- Education: University of Helsinki (MS, PHD)
- Awards: Macelwane Medal (1998) Julius Bartels Medal (2017)
- Scientific career
- Fields: Space Physics;
- Workplaces: University of Helsinki; Finnish Meteorological Institute; Aalto University; University of Michigan;
- Website: clasp.engin.umich.edu/people/pulkkinen-tuija/

= Tuija Pulkkinen =

Finnish professor of space science and technology

Tuija I. Pulkkinen (born 1962) is a Finnish space physicist. Her primary research foci are studying
the energy flow from the solar wind to the near-Earth space environment and the
energy dissipation processes in the magnetosphere.

== Early life and education ==
Pulkkinen was born in 1962. She received M.Sc. and Ph.D. degrees in theoretical physics from the
University of Helsinki in 1987 and 1992.

== Research and career==
Pulkkinen's research interests span the Sun-Earth connection physics in a wide sense, including major contributions in empirical magnetic field modeling of the terrestrial magnetosphere, time-evolving current systems to describe transition from stable to an unstable state, observational studies of energy transfer processes in the magnetosphere -ionosphere system, and use of global MHD simulations to trace energy entering from the solar wind through the magnetopause, stored and processed in the magnetotail, and dissipated in the ionosphere.

Pulkkinen received the American Geophysical Union Macelwane Medal in 1998 for outstanding research by a young scientist and the Julius Bartels Medal of the European Geosciences Union in 2017. She is a member of the Finnish Academy of Sciences and Letters, Finnish Society of Sciences and Letters, Academia Europea, and an international member of the US National Academy of Sciences.

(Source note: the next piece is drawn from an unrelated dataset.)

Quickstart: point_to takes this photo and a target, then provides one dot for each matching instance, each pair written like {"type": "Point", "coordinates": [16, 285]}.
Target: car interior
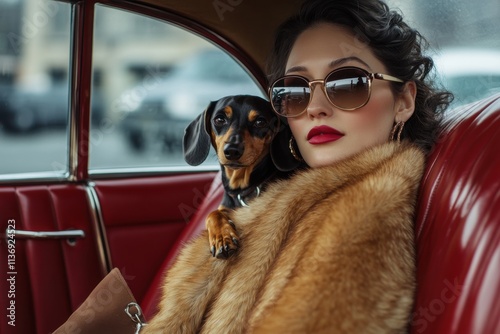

Pulkkinen was affiliated with the Finnish Meteorological Institute from 1998 to 2010. In 2011 she became Dean of the School of Electrical Engineering at Aalto University; she was vice president for Research at the same institution for 2014–2018. She started as Professor at the University of Michigan in 2018, and served as chair of the Department of Climate and Space Sciences and Engineering 2018-2025.

== Awards and honors==
- 1988: Macelwane Medal, American Geophysical Union
- 2001: Member of the Finnish Academy of Science and Letters
- 2010: Member of the Finnish Society of Sciences and Letters
- 2011: Foreign Member of the Academia Europaea.